Radiation Source Parameters

The following parameters are related to line radiative transfer options:

j_exp – Luminosity boosting exponent for power-law emission biasing, i.e. probabilities are rescaled according to \(\propto \mathcal{L}_\text{cell}^{j_\text{exp}}\) such that \(j_\text{exp} < 1\) can better sample lower emissivity regions. [Default value: 1 | Valid range: 0 < j_exp < 1]
V_exp – Volume boosting exponent for power-law emission biasing, i.e. probabilities are rescaled according to \(\propto V_\text{cell}^{V_\text{exp}}\) such that \(V_\text{exp} < 1\) can better sample smaller volume regions. [Default value: 1]

Gas Emission Parameters

These parameters control gas emission processes:

recombinations – Include recombination emission with luminosity \(\mathcal{L}_\text{rec} = h \nu_0 \int \alpha_\text{B,eff}(T) n_e n_\text{HII} \text{d}V\). [Default value: false]
T_floor_rec – Apply a temperature floor for the recombination rate coefficient. [Default value: 0 | Units: K]
collisions – Include collisional excitation emission with luminosity for Lyα of \(\mathcal{L}_\text{col} = h \nu_0 \int q_\text{col}(T) n_e n_\text{HI} \text{d}V\). Note: This flag works for all implemented hydrogen lines and many collisionally excited metal lines. [Default value: false]
collisions_limiter – Limit collisional excitation emission by the photoheating rate.
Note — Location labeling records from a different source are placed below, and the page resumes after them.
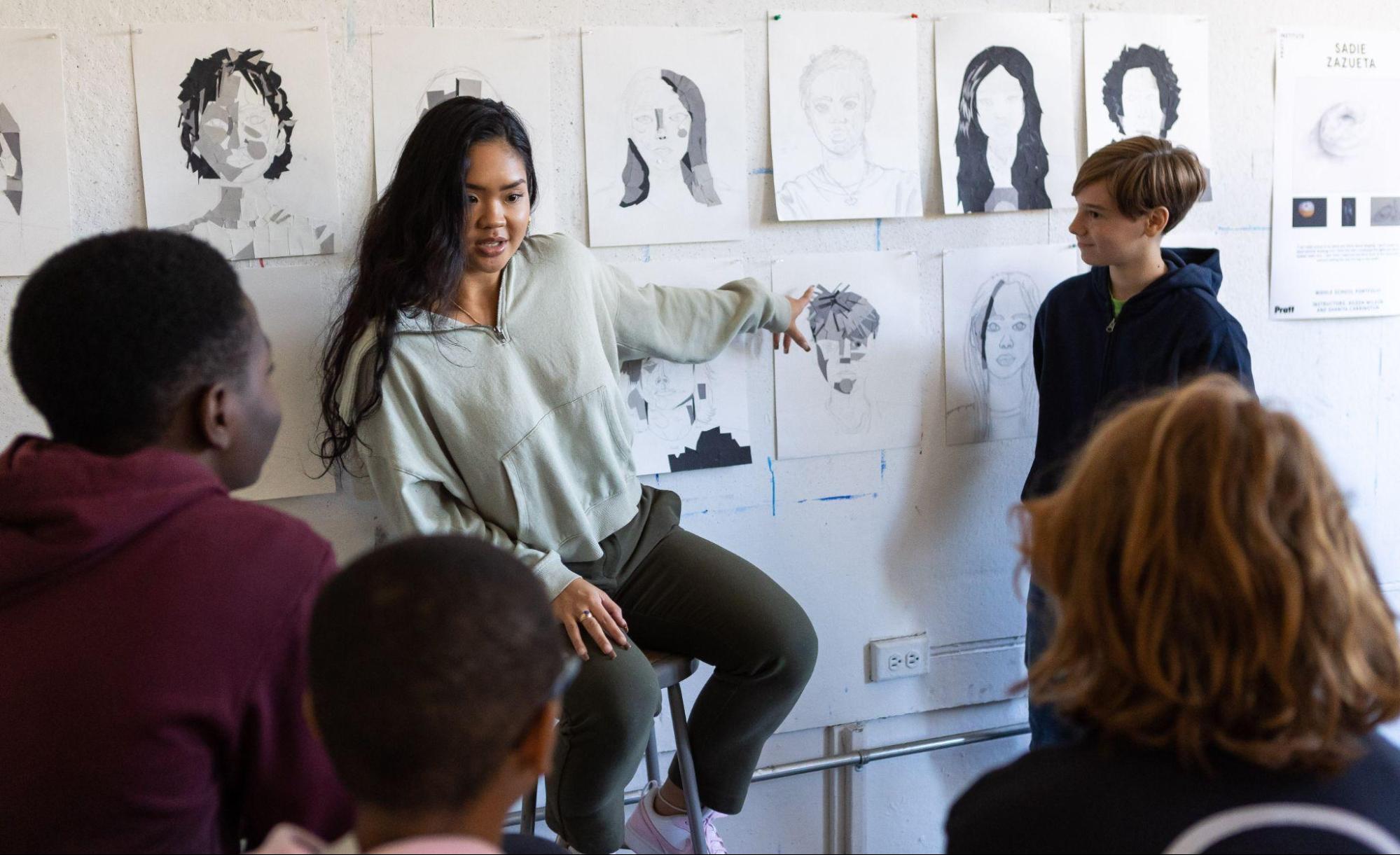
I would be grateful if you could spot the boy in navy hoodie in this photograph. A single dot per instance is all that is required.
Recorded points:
(1143, 318)
(153, 627)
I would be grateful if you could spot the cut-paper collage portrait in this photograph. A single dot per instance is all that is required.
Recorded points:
(417, 67)
(686, 417)
(237, 136)
(992, 296)
(843, 101)
(664, 133)
(1149, 76)
(34, 164)
(861, 385)
(1006, 122)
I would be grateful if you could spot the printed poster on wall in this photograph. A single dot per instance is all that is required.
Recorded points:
(1336, 224)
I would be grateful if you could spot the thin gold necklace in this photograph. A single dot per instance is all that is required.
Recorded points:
(471, 317)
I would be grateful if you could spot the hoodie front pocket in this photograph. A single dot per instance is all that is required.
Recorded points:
(573, 459)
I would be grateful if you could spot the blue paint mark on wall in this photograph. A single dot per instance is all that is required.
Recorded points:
(838, 499)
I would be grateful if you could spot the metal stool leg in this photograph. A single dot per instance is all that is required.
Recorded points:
(688, 769)
(653, 756)
(528, 811)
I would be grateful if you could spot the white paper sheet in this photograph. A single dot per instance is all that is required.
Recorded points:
(415, 67)
(664, 129)
(992, 296)
(1336, 216)
(689, 416)
(843, 99)
(294, 307)
(238, 147)
(1006, 123)
(34, 161)
(1149, 76)
(861, 385)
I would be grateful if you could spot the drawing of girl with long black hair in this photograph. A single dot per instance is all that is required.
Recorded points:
(1002, 158)
(667, 141)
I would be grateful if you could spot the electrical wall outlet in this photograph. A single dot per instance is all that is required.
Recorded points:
(894, 658)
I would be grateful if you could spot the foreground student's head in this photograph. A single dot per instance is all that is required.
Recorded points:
(1130, 193)
(144, 339)
(1213, 592)
(436, 667)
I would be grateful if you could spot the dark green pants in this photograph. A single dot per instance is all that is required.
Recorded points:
(685, 595)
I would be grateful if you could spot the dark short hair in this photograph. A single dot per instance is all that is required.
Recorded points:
(1168, 85)
(111, 333)
(202, 85)
(429, 657)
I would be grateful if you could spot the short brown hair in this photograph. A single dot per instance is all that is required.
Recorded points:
(1146, 172)
(1212, 591)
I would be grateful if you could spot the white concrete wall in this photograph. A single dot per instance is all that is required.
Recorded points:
(926, 546)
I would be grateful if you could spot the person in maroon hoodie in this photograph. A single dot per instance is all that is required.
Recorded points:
(153, 629)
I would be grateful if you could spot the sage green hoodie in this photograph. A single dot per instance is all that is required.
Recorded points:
(517, 434)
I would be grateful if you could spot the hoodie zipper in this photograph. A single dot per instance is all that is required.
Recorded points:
(1108, 352)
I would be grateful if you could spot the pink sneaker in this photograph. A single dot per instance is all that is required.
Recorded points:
(651, 833)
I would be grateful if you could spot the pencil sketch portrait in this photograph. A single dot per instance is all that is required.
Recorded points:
(1002, 158)
(235, 126)
(997, 359)
(838, 95)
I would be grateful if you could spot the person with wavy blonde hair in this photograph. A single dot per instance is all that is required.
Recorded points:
(1223, 641)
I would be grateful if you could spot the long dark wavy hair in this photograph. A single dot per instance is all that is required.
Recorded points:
(412, 255)
(1028, 171)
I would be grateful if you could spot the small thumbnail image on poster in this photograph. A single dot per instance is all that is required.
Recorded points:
(1385, 210)
(1311, 211)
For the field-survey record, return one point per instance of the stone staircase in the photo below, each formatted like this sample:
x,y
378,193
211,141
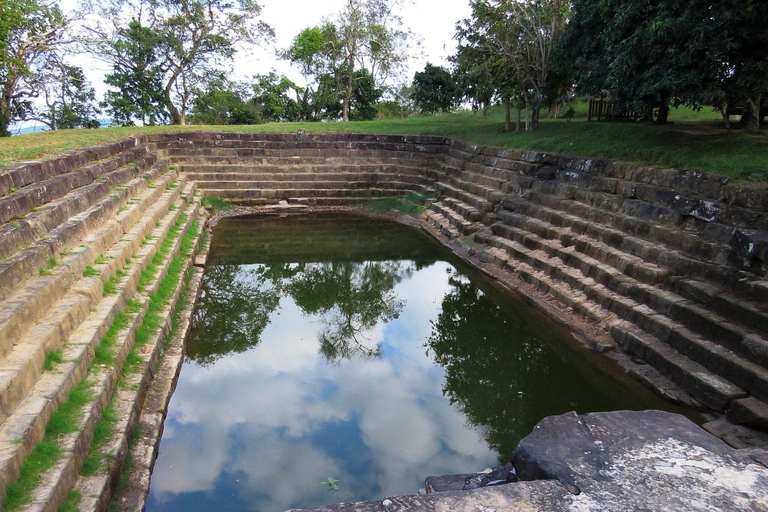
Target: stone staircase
x,y
97,246
259,169
672,263
88,242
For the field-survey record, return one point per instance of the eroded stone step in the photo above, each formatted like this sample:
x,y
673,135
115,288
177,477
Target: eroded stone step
x,y
26,264
636,237
635,222
21,174
21,202
318,184
661,312
493,195
17,235
478,202
31,302
274,195
560,242
441,223
464,226
704,385
19,440
80,315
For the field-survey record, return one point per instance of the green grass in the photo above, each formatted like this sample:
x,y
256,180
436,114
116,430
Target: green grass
x,y
52,358
90,272
73,501
49,266
48,451
696,140
410,204
218,204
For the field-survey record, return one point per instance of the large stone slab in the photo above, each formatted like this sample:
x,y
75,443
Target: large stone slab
x,y
614,461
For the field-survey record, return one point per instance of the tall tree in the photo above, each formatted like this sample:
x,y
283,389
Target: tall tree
x,y
65,99
136,78
434,89
652,53
277,98
191,37
29,31
514,41
366,34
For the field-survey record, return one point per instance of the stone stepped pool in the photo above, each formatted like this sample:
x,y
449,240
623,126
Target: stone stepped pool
x,y
328,345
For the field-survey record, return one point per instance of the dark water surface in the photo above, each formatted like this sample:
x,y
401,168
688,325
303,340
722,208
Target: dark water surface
x,y
359,349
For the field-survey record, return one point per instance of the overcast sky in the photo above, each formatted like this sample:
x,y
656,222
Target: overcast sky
x,y
433,21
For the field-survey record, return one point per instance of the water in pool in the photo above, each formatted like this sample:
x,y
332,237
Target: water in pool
x,y
358,349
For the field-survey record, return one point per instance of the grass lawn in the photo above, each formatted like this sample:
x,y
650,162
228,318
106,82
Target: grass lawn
x,y
696,140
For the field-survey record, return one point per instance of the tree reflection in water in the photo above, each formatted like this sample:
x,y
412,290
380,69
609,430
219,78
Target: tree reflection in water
x,y
349,299
489,359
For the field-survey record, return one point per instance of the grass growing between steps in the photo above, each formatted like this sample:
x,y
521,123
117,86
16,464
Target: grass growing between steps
x,y
218,204
66,418
105,432
697,140
410,204
48,451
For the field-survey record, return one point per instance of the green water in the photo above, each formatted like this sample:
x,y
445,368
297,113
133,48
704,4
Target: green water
x,y
359,349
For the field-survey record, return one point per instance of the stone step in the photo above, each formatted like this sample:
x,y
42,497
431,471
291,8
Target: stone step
x,y
25,264
32,300
369,177
297,155
269,195
21,174
468,212
21,432
323,167
464,226
55,483
633,238
22,201
749,313
502,252
97,489
16,235
441,223
70,318
478,202
634,222
493,195
315,184
534,233
704,385
627,297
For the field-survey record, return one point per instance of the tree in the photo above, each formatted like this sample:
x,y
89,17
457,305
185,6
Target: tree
x,y
365,35
514,42
137,78
191,36
65,98
272,99
29,32
651,53
222,101
434,90
364,96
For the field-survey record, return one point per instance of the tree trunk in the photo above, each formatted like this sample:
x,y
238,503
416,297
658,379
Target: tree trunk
x,y
536,110
750,117
663,115
507,115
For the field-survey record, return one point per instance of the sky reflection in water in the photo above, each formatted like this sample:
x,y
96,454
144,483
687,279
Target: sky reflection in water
x,y
376,373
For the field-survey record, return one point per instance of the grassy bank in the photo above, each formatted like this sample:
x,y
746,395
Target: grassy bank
x,y
695,141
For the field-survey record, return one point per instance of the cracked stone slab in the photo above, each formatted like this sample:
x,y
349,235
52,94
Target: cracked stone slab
x,y
609,462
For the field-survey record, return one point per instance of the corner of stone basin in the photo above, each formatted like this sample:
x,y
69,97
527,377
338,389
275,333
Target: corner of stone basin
x,y
612,461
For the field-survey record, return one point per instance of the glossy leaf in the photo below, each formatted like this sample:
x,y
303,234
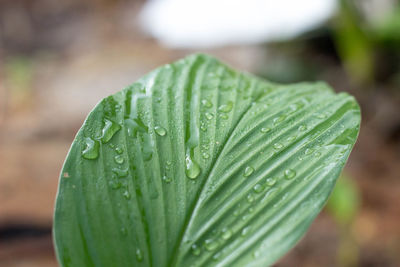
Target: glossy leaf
x,y
199,165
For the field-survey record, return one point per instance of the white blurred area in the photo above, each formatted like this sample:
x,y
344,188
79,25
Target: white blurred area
x,y
214,23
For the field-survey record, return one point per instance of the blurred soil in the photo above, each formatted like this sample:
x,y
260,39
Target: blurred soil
x,y
94,49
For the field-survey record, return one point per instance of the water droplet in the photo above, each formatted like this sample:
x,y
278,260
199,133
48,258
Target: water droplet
x,y
160,131
226,233
302,128
203,127
119,159
120,172
119,150
209,115
217,256
245,230
279,119
258,188
139,255
294,107
250,198
109,129
278,145
308,151
224,116
195,250
126,194
291,138
248,171
290,174
91,150
192,168
124,232
210,244
206,103
265,129
166,179
270,181
115,184
226,107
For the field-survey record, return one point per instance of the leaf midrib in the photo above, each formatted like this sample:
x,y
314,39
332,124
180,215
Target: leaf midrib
x,y
189,217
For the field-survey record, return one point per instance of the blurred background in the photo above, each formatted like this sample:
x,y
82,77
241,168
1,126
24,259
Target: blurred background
x,y
58,58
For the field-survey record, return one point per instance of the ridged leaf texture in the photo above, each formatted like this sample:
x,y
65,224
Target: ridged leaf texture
x,y
197,164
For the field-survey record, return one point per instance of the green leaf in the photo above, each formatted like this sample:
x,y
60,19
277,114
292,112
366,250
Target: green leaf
x,y
199,165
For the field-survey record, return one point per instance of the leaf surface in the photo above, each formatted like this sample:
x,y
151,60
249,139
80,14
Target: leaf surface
x,y
200,165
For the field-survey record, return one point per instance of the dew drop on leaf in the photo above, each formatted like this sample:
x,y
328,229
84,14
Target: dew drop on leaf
x,y
206,103
248,171
160,130
258,188
245,230
250,198
192,168
139,255
195,250
290,174
119,150
302,128
226,107
226,233
126,194
124,232
278,145
205,155
119,159
91,150
109,129
265,129
210,244
279,119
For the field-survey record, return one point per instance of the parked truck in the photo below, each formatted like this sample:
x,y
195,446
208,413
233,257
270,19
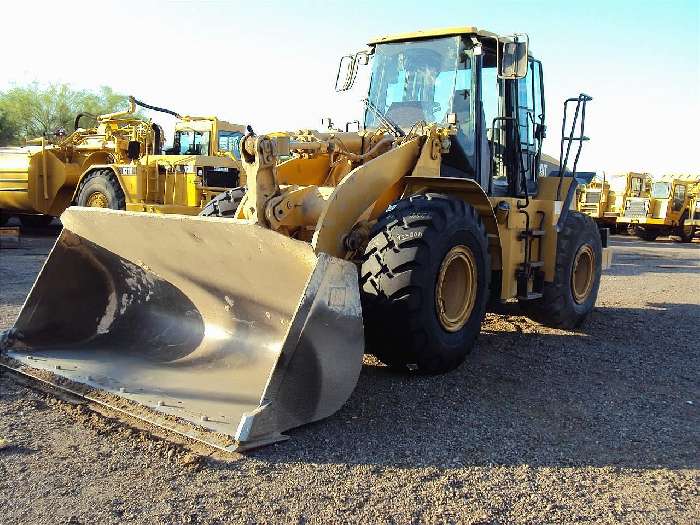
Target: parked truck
x,y
118,162
666,210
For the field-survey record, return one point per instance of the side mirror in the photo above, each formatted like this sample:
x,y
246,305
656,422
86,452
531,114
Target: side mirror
x,y
513,64
133,150
346,73
347,69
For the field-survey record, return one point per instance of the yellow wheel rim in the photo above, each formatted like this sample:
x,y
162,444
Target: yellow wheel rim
x,y
455,291
582,273
98,200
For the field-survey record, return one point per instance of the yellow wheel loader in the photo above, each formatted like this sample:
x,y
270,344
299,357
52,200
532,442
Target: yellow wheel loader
x,y
668,209
390,240
118,163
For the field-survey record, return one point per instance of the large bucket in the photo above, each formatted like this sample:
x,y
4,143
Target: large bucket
x,y
222,324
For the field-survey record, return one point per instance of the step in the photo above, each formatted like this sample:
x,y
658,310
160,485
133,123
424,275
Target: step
x,y
525,234
532,264
530,296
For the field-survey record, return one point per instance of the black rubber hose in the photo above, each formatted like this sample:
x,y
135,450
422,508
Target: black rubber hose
x,y
76,122
155,108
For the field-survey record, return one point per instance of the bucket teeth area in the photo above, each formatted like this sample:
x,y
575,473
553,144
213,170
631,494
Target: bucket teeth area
x,y
225,325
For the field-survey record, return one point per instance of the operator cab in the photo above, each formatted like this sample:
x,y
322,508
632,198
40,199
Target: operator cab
x,y
459,77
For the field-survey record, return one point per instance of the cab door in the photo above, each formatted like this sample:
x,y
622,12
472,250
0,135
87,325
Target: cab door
x,y
678,202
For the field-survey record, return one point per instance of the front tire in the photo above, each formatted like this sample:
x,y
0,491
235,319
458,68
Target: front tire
x,y
685,233
647,235
567,301
425,283
101,189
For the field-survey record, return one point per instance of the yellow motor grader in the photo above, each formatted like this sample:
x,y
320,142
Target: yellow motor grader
x,y
118,162
390,241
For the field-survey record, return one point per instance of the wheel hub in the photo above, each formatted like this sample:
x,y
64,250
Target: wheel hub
x,y
582,273
455,291
98,200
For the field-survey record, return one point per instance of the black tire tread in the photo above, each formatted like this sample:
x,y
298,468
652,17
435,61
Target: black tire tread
x,y
555,308
394,259
110,180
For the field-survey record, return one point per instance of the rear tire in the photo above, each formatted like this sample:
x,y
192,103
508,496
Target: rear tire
x,y
101,189
425,283
35,221
224,204
567,301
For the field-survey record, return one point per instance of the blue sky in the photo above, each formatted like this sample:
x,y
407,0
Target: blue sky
x,y
272,64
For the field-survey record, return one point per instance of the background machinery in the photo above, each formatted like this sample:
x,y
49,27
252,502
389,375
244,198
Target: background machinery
x,y
119,163
604,197
390,240
665,210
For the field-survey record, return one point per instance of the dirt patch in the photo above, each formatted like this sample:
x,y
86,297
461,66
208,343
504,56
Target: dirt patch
x,y
539,425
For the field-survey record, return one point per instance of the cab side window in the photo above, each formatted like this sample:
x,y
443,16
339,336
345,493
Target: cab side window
x,y
678,197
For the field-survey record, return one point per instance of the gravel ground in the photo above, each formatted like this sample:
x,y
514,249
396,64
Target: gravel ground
x,y
539,426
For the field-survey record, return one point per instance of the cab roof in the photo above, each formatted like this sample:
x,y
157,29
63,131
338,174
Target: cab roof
x,y
433,33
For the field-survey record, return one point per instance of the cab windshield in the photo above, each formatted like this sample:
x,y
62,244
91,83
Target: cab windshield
x,y
661,190
190,142
415,81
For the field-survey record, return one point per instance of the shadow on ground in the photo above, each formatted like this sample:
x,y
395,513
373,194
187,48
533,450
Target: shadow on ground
x,y
603,396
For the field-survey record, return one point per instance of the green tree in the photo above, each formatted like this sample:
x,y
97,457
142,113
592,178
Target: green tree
x,y
9,132
32,111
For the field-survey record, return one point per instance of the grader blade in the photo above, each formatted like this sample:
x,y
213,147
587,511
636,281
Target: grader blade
x,y
216,322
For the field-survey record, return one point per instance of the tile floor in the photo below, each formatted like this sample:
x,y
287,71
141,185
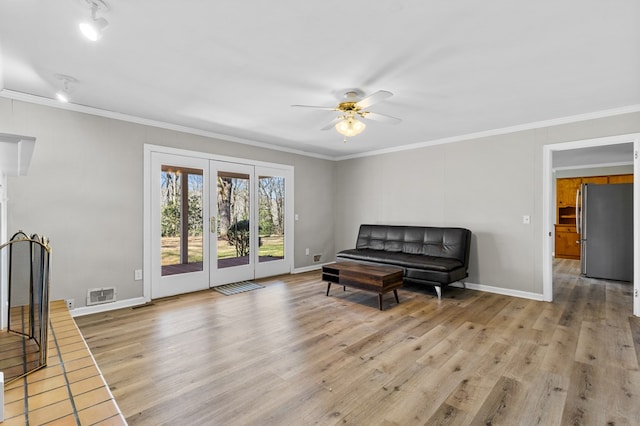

Note: Requires collisions to be true and reads the photoheating rate from the initial conditions file. [Default value: None | Valid range: > 1]
emission_n_min – Minimum number density of emitting cells. [Default value: 0 | Units: cm^-3]
emission_n_max – Maximum number density of emitting cells. [Default value: infinity | Units: cm^-3]
emission_ne_min – Minimum electron number density of emitting cells. [Default value: 0 | Units: cm^-3]
emission_ne_max – Maximum electron number density of emitting cells. [Default value: infinity | Units: cm^-3]
cell_center_emission – Use the cell center for emission instead of uniformly sampling the cell volume. [Default value: false]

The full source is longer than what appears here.